Maureen Dugan (10/5/2011 at 2:21 AM)
Yes Registered Nurses are trusted by patients and the community. We did not betray that trust. That was done by hospital administrators such as Sutter, who refuse to negotiate in good faith. Registered Nurses do not strike lightly. We are held to a 100% standard of providing safe, effective and therapeutic care[INVALID]and yet how do we as nurses hold the hospital to their 100% of responsibility? Thankfully , as a member of a all RN Union , we have a voice. We speak up every day and every way afforded to us. What we hear in response is: no staff is available, you have to make due, our budget is fixed, ignore the obscene raises and bonuses the CEO, etc are getting, there is no more nursing staff to assist you....Nurses are standing up , advocating for our patients and our profession. If I do not do that I can have my license revoked by the state. My patients trust me to fight for them , and that is what I do every day for the last 22 years.

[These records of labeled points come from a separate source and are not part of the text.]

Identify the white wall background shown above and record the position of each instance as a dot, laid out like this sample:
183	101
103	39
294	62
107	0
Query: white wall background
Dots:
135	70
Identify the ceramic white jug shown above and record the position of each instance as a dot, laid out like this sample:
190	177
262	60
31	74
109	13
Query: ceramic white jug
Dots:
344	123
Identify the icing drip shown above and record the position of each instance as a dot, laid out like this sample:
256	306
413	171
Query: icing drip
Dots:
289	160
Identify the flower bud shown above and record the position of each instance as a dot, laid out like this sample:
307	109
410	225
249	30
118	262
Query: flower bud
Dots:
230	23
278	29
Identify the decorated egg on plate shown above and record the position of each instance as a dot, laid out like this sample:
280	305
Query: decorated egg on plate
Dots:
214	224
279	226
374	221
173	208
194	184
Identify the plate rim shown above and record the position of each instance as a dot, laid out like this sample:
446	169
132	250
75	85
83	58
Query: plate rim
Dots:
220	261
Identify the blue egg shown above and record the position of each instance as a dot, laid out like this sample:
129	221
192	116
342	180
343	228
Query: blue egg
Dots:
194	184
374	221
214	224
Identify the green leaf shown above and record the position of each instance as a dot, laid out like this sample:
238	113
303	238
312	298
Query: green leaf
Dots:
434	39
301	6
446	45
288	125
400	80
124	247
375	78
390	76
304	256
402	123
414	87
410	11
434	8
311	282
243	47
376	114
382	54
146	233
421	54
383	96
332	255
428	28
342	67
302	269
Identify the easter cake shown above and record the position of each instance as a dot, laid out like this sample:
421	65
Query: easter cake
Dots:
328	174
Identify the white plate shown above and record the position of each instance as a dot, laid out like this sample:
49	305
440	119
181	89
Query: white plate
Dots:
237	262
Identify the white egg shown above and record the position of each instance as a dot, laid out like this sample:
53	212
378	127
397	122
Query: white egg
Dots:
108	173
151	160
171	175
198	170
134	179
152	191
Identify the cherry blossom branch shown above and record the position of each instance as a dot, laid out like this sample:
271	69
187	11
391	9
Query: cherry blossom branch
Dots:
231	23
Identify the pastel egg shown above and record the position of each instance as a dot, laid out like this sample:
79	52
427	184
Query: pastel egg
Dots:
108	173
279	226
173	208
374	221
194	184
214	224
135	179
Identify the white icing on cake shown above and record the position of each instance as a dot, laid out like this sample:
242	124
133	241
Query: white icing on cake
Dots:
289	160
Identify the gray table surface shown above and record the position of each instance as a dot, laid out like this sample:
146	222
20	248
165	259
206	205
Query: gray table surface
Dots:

april (10/4/2011 at 9:44 PM)
ARE YOU KIDDING ME????!!!!! You think doctors treat patients for no money (where the hell did you get that from by the way), you think doctors have to put up with the CRAP that nurses have to put up with from management trying to change the ways we KNOW patients should be treated? We have a solid education in patient care but the people who decide how to treat patients sit behind a desk. Ridiculous. If nurses made more decisions on patient care errors and death rates would plummet.

Sheri (10/4/2011 at 7:27 PM)
Really? at Chloes comment above- Doctors look at insurance cards far more often than nurses ever do.